Debido a los cambios que se producen en el cerebro, las personas con demencia tipo Alzheimer pueden tener alucinaciones o delirios. La demencia puede afectar a la manera en que una persona percibe el mundo. Puede que una persona con demencia piense que pueda ver u oír algo que no está allí, o que crea algo que es falso en realidad. También pueden ser desencadenados por infecciones u otras enfermedades médicas, déficits nutricionales o toma de determinados fármacos.

¿Qué son los delirios en Alzheimer?

Los delirios son una creencia falsa de lo que está pasando en la realidad. Un paciente con demencia puede creer que están intentando envenenarle o que su familia le roba. Ocasionan mucha frustración en los cuidadores y son causa importante de institucionalización. Son muy diversos, desde sensaciones de perjuicio personal, de que les han robado, de infidelidad, de que la casa en la que viven no es la suya, de abandono, de que las personas no son las que dicen ser, de que en su casa viven extraños o de que las personas que salen en la televisión entran en su casa.

Pueden aparecer en cualquier momento de la enfermedad, e incluso ser el primer síntoma. Son más frecuentes en fases intermedias y avanzadas. Los pacientes con delirios tienen más ansiedad y conductas agresivas, y presentan más alteraciones en actividades de la vida diaria, que los que no los tienen.
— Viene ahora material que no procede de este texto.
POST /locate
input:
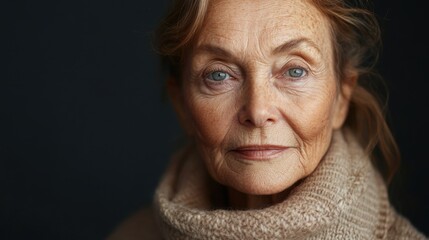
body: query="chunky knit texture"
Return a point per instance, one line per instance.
(344, 198)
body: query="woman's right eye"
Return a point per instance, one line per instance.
(218, 76)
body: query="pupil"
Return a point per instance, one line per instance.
(296, 72)
(219, 76)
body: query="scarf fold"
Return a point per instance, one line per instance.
(343, 198)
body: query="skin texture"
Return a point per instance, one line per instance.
(259, 97)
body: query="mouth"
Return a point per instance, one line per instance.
(258, 152)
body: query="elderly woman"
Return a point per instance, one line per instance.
(285, 142)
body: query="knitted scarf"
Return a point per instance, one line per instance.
(344, 198)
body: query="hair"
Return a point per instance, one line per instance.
(356, 38)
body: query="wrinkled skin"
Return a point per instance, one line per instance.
(259, 96)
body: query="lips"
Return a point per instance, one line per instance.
(258, 152)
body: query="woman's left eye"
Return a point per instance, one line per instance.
(218, 76)
(295, 72)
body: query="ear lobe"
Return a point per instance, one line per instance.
(176, 98)
(343, 100)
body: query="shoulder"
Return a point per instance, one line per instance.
(140, 225)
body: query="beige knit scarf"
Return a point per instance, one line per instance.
(344, 198)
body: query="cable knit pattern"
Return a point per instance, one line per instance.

Si los delirios causan conductas anómalas, agresividad, miedo o agitación, y afectan a sus relaciones domésticas o sociales, precisarán tratamiento farmacológico.
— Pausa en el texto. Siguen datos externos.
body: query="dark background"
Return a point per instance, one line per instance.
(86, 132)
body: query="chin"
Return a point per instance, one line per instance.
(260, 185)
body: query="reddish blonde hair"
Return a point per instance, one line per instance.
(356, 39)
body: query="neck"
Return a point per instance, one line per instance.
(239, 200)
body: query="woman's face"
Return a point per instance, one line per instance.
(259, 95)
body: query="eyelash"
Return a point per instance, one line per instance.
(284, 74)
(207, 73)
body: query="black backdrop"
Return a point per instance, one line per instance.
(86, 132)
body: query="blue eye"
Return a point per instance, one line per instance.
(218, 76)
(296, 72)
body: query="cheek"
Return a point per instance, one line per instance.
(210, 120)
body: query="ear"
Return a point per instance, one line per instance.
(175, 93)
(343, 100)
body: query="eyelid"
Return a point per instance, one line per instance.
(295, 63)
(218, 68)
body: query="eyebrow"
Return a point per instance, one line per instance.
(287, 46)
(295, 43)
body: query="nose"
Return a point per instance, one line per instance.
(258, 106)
Delirios: consejos para el familiar y/o cuidador de Alzheimer

  • No rebatir constantemente al paciente, ya que provocará conflictos innecesarios.
  • Si la persona está asustada hay que tranquilizarle.
  • Distraer al paciente, desviar su atención con otra actividad, dar un paseo, escuchar música, dibujar, mirar un álbum de fotos…
  • Consultar al médico sobre las posibilidades de tratamiento con fármacos.

¿Qué son las alucinaciones en Alzheimer?

Son la percepción de una sensación que ocurre sin que exista un estímulo real que la provoque. Una persona con alucinaciones puede ver, oír, oler o tener sensaciones táctiles de cosas que no ocurren en el mundo real.
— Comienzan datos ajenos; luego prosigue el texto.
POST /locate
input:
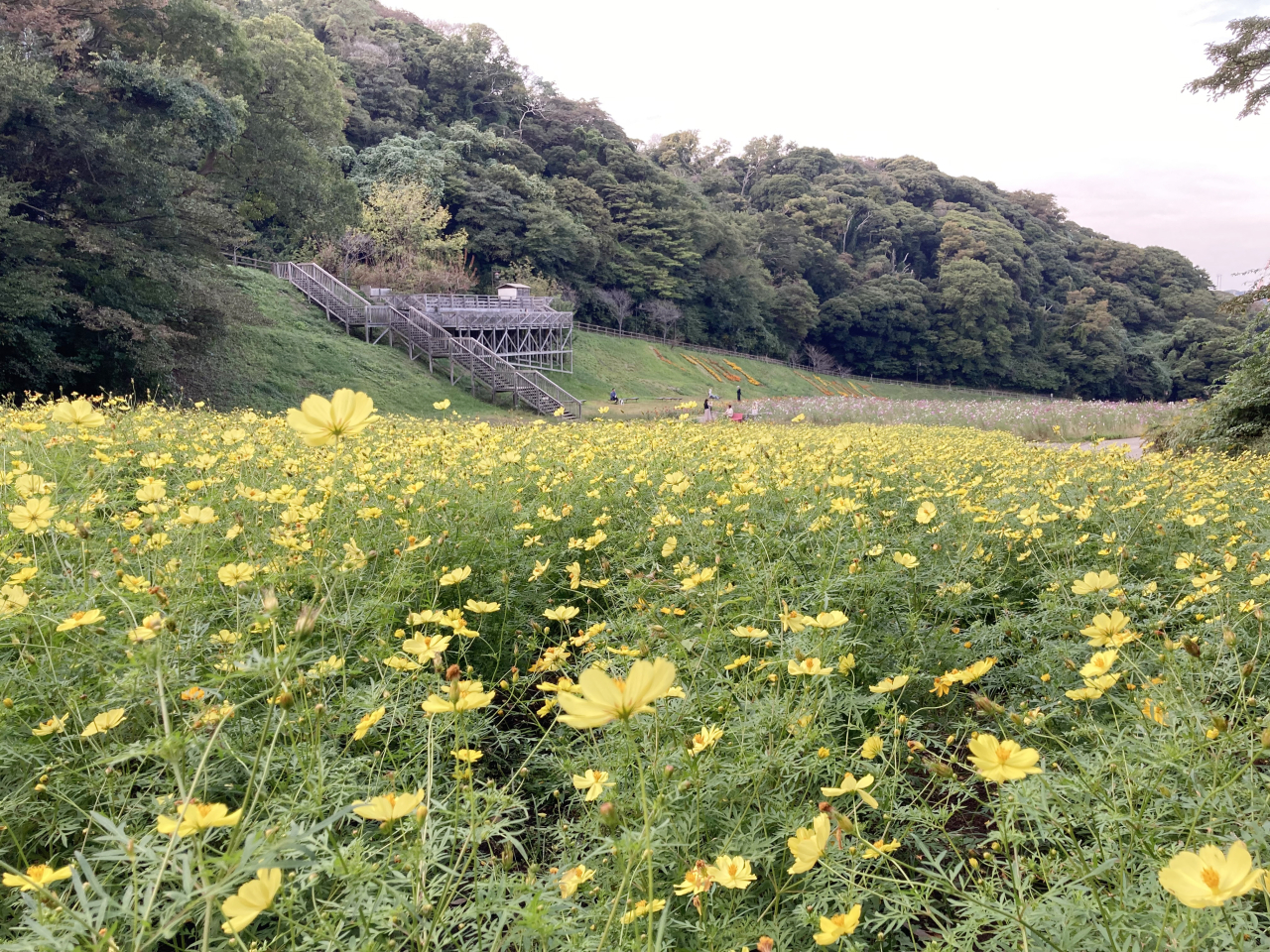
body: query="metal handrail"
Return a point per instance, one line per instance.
(524, 382)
En la enfermedad de Alzheimer, la frecuencia de las alucinaciones es menor que la de los delirios. Las alucinaciones más frecuentes son las visuales, seguidas de las auditivas y, por último, las olfativas. Las visuales pueden ser de personas o animales, y las auditivas adoptan frecuentemente la forma de voces y ruidos.

Se ha de evaluar también si existen defectos sensoriales (defectos visuales o auditivos), que en su caso habrá que corregir. Las alucinaciones se tratan con fármacos específicos en caso de que tengan una intensidad y características amenazadoras para el paciente y familiares.

Alucinaciones: consejos para el familiar y/o cuidador de Alzheimer

  • Reaccionar con calma.
  • Evitar convencer al enfermo de que no percibe hechos reales; eso provoca irritación y agresividad. Para él su percepción es real.
  • No decir que se está de acuerdo. Es mejor no contestar o dar respuestas neutras.
  • La mejor actitud es distraer al enfermo.
  • El contacto físico puede tener un papel tranquilizador.
  • Modifique el entorno (que haya luz suficiente en las habitaciones, que no haya demasiadas distracciones -por ejemplo, aunque una radio y un televisor pueden ser distractores para algunas personas, también pueden causar que el paciente piensa que está escuchando voces-; si la persona insiste en que ve a una persona extraña en el espejo, es posible que la persona no reconozca su propio reflejo).